YESTERDAY I explained the process whereby men tamed rough, rambunctious and potentially destructive adolescent males into young men who would make good fathers. My description drew on tribal societies but there was much from which we could learn. Today I want to talk about how this male influence shaped society in ways which might have relevance for us today. Then I will look at how feminism affected this ordering of the world.

I described how, in their efforts to provide for and protect the family, men tried to master the natural environment and defend territory. In this way men cocooned the family and community in an overarching social organisation. They created the public realm which enabled the transcendence of individual families. The particularistic concerns which could tear apart the fabric of society were sublimated to the interests of the greater whole.

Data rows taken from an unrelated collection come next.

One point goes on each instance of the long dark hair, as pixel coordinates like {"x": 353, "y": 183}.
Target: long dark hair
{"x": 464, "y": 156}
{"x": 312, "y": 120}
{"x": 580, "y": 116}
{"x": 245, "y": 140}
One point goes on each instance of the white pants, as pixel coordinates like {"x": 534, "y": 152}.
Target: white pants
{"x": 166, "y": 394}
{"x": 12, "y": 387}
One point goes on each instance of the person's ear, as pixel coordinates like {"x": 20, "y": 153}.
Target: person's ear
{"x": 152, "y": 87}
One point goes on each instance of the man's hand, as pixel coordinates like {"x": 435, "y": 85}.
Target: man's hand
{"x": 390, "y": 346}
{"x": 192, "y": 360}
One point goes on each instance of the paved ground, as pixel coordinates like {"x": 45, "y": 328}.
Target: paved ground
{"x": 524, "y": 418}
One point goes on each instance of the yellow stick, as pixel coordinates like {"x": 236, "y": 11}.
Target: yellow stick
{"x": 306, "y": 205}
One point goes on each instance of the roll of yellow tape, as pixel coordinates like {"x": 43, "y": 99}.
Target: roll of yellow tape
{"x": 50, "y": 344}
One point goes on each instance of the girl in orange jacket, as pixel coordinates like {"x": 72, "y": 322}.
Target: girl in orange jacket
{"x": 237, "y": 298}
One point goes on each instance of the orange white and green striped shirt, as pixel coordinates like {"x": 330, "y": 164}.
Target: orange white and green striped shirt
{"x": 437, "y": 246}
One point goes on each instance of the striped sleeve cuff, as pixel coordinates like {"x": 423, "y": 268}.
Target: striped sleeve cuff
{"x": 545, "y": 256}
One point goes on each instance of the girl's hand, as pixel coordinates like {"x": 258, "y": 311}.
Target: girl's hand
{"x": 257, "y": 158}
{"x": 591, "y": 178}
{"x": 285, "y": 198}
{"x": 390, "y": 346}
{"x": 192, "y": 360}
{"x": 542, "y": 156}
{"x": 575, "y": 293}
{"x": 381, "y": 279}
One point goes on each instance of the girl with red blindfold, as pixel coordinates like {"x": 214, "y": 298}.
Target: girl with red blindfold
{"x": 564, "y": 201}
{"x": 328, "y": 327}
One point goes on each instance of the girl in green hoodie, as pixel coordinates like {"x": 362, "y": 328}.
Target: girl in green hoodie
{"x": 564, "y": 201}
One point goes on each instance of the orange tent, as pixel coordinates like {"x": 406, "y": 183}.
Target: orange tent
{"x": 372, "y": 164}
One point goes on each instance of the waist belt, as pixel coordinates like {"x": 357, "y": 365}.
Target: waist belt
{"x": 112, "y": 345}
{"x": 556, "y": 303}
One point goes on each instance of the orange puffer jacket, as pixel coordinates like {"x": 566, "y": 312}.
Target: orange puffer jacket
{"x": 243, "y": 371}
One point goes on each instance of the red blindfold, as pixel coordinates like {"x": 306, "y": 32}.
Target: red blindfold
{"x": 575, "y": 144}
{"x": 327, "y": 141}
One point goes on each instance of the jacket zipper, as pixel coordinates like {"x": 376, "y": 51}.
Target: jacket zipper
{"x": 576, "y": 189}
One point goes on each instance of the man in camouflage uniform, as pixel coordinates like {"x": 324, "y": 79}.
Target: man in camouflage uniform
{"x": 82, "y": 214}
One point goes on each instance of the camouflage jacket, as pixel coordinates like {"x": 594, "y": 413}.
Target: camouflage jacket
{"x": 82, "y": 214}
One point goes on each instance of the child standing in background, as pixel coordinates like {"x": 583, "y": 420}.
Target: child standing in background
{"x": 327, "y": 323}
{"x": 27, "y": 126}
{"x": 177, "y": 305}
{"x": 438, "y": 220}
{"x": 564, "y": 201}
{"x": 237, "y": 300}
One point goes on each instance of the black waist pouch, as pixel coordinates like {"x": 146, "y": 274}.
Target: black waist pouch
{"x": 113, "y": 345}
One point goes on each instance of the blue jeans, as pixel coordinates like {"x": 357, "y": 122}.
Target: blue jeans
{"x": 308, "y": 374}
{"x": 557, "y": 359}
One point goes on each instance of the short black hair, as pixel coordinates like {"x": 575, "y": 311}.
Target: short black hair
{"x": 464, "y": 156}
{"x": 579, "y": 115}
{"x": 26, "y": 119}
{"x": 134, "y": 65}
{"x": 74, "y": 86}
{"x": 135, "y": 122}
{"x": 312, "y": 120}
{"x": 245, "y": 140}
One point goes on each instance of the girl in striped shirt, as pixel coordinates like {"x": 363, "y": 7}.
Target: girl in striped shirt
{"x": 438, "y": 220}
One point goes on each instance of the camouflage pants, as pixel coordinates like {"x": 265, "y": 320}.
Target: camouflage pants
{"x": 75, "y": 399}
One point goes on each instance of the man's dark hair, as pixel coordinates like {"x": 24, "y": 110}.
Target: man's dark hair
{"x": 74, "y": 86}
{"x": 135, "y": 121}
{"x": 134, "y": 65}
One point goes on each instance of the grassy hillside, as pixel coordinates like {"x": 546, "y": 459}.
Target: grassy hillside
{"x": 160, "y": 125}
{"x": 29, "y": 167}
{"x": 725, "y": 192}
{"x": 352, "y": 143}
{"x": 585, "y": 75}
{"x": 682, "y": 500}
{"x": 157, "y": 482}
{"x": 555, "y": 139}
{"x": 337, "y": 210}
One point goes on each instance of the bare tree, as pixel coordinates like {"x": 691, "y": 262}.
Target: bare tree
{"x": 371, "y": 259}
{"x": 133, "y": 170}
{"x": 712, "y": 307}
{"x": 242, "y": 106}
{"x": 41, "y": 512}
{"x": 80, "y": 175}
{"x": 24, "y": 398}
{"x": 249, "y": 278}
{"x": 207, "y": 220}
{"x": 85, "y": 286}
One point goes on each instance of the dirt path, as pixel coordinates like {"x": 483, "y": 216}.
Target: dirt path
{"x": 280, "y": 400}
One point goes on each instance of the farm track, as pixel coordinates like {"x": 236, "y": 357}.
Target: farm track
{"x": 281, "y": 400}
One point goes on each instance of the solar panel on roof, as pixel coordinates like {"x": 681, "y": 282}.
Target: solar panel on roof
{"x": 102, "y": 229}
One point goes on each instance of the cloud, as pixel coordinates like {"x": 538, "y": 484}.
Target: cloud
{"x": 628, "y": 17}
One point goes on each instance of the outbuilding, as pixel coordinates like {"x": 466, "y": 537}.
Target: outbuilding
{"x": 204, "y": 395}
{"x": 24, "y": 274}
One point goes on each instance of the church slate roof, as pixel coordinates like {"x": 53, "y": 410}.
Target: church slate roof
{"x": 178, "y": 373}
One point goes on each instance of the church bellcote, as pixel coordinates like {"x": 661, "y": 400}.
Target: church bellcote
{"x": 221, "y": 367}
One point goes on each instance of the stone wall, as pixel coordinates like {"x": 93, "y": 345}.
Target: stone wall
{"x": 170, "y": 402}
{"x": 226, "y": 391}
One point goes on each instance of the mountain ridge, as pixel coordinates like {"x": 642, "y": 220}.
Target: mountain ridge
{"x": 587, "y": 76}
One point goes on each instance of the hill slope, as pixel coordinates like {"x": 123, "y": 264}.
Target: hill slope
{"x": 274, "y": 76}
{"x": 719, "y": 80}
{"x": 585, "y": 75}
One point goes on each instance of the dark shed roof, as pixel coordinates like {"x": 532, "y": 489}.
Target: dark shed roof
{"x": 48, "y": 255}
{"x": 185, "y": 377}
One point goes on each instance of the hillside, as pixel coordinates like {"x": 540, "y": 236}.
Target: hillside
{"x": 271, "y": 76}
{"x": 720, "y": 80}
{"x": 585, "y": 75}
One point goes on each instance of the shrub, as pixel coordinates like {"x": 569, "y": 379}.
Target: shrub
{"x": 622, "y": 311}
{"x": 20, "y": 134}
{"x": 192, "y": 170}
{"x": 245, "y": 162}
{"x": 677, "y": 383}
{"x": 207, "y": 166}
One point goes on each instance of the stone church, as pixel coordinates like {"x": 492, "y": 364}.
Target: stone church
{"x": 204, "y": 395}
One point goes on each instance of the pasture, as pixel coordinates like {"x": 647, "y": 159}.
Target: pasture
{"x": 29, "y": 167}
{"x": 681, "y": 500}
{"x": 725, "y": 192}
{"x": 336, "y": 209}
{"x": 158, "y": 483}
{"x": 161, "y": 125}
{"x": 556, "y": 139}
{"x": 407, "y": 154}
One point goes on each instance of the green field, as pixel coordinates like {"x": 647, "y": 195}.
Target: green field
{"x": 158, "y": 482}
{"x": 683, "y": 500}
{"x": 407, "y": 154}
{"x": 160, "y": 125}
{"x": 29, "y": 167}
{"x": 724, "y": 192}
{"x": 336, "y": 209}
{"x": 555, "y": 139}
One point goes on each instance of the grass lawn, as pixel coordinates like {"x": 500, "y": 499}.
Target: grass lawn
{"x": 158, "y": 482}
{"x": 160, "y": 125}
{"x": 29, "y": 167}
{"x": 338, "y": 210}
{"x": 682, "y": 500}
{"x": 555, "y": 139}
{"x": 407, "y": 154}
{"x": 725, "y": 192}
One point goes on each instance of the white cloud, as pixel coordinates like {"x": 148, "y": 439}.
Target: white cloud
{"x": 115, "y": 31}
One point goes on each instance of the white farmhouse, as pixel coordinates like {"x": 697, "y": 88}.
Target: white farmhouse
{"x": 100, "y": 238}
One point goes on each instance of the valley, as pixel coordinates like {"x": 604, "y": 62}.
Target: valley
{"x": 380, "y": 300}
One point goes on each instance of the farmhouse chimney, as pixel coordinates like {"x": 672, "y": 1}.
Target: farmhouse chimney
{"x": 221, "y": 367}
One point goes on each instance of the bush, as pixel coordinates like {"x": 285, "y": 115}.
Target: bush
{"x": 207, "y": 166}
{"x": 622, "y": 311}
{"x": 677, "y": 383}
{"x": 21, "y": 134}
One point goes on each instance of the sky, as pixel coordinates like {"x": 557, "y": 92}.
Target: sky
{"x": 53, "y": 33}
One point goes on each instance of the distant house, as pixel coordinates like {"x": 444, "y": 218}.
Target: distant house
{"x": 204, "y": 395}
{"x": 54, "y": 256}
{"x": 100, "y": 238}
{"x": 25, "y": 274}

This was facilitated by the male love of rules. The psychologist Joyce Benenson, who started studying young children when she was 19, found that boys had a particular fascination with creating rules.  She explains how rules serve a critical function for co-ordinating a community. They help maintain the peace. Without them the whole community would break down. Responsiveness to unique individual need, as one might find in the family, is essential, but responsiveness to rules which ensure justice for many also has its place.

Benenson also found males thrive on competition. This competition was not, as we often understand it, about the triumph of the individual at the expense of another’s failure, with benefits accruing to the victor at the expense of those who lost. Rather it was about finding the best person for the job and the maximisation of an individual’s skill.